Dominguez joins Marion County Sheriff Frank Anderson and Dubois County Sheriff Terry Tanner as co-chairs of the campaign’s newly formed Law Enforcement for Jill Committee.
Dominguez has been making the news lately in Lake County as he kicks homeowners out of their houses.
From IndyStar.com
CROWN POINT, Ind. — A national housing activist group is threatening legal action to force Lake County’s sheriff to halt the sale of foreclosed properties.
The Lake County Council recently endorsed the group’s proposal for a temporary moratorium on home foreclosures to give homeowners more time to try to save their homes.
Dominguez doesn’t agree. Fsck ‘em, let them live in a cardboard box, right Roy?
But Lake County Sheriff Roy Dominguez, whose office handle home foreclosures, contends that he’s legally obligated to carry out the foreclosures ordered by judges and to administer regular sales of foreclosed property.
Eric Weathersby, the executive director of the Northwest Indiana chapter of the Association of Community Organizations for Reform Now, said that’s not the case.
“(Dominguez) has the power to stop them if he wants,” said Weathersby, whose group is an Indiana chapter of a national advocacy group for low- to moderate-income families.
Weathersby said Dominguez is unwilling to interrupt the revenue stream his office collects by enforcing foreclosure notices. The sheriff’s department collects $200 from mortgage lenders for each foreclosure it processes and now has $930,000 in its foreclosure fund.
So, it’s all about the money.
National activists with the Association of Community Organizations for Reform Now, or ACORN, say they have been working successfully with sheriff’s departments in various states to temporarily halt foreclosure sales, giving homeowners more time to save their property.

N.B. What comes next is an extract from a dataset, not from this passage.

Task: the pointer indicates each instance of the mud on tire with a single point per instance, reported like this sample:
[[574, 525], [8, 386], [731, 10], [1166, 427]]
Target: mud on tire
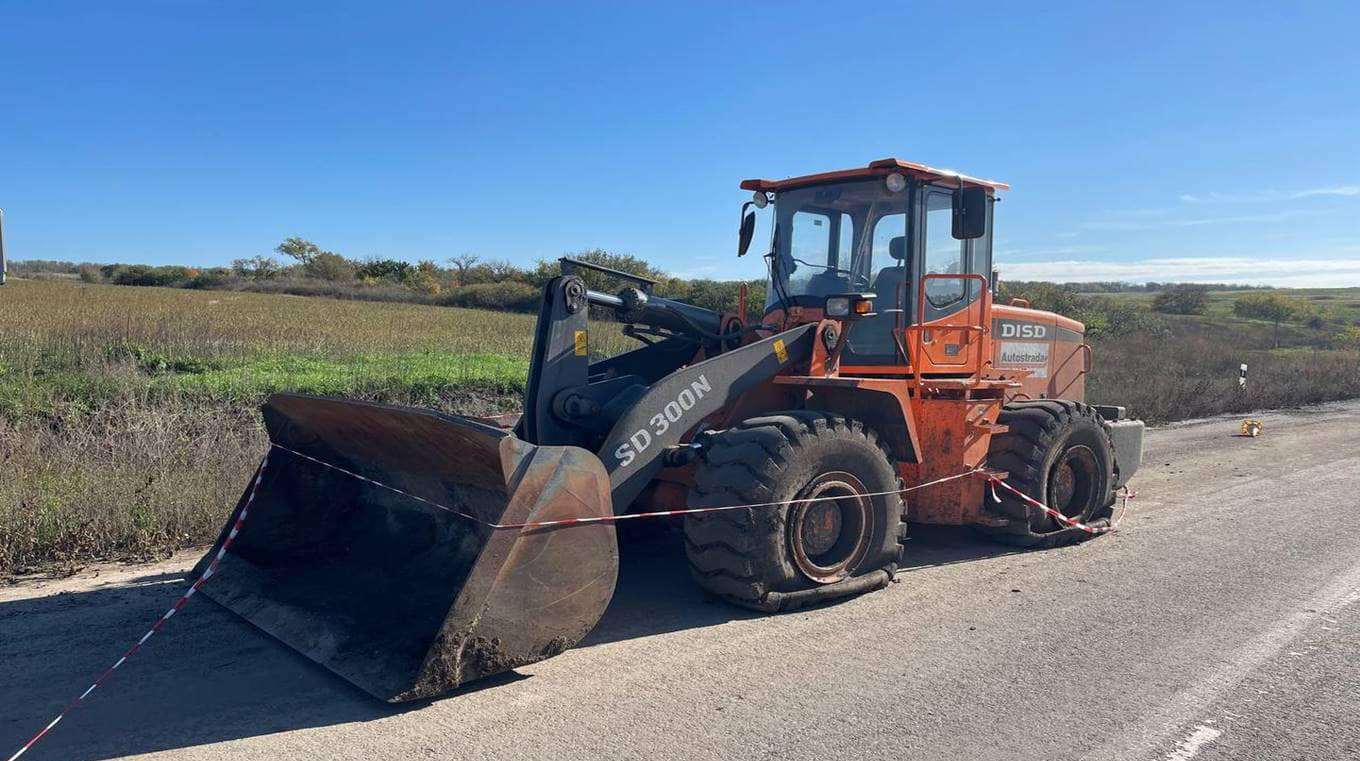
[[1058, 453], [788, 556]]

Foreclosure sale moratoriums have worked well in Philadelphia County, Pa., said Ian Phillips, the legislative director for Pennsylvania ACORN. Since April, the Philadelphia County sheriff has agreed to push back the foreclosure sales there by two months for owner-occupied homes, Phillips said.
In the interim, he said, ACORN organizers set up “conciliation conferences” with the homeowners, lenders and county judges. As a result, more than 300 homeowners who had been scheduled to go to the foreclosure sale this spring now have agreed with their banks to a new payment plan at a fixed interest rate.
Roy apparently has no compassion. Nice pick Jilly, the liberals ought to love your choice.
In other Dominguez news from the Post-Trib
On this Fourth of July weekend, we celebrate our freedoms and the inalienable rights of life, liberty and the pursuit of happiness.
But it also should be a time when we remember that at every level of government — local, state and federal — our elected officials and civil servants regularly attempt to hide open records from citizens.
On the local level, the techniques are interesting.
In Lake County, during the primary election, we read reports from around the state of Hillary Clinton appearances that included Sheriff Roy Dominguez. Our staffers wondered a natural question: Were Lake County taxpayers paying for campaign travel time?
So the Post-Tribune filed an open records request under state law to see if Dominguez was on the clock those days.
But we still don’t know.
Dominguez and Lake County never answered the open records request, which is in violation of state law.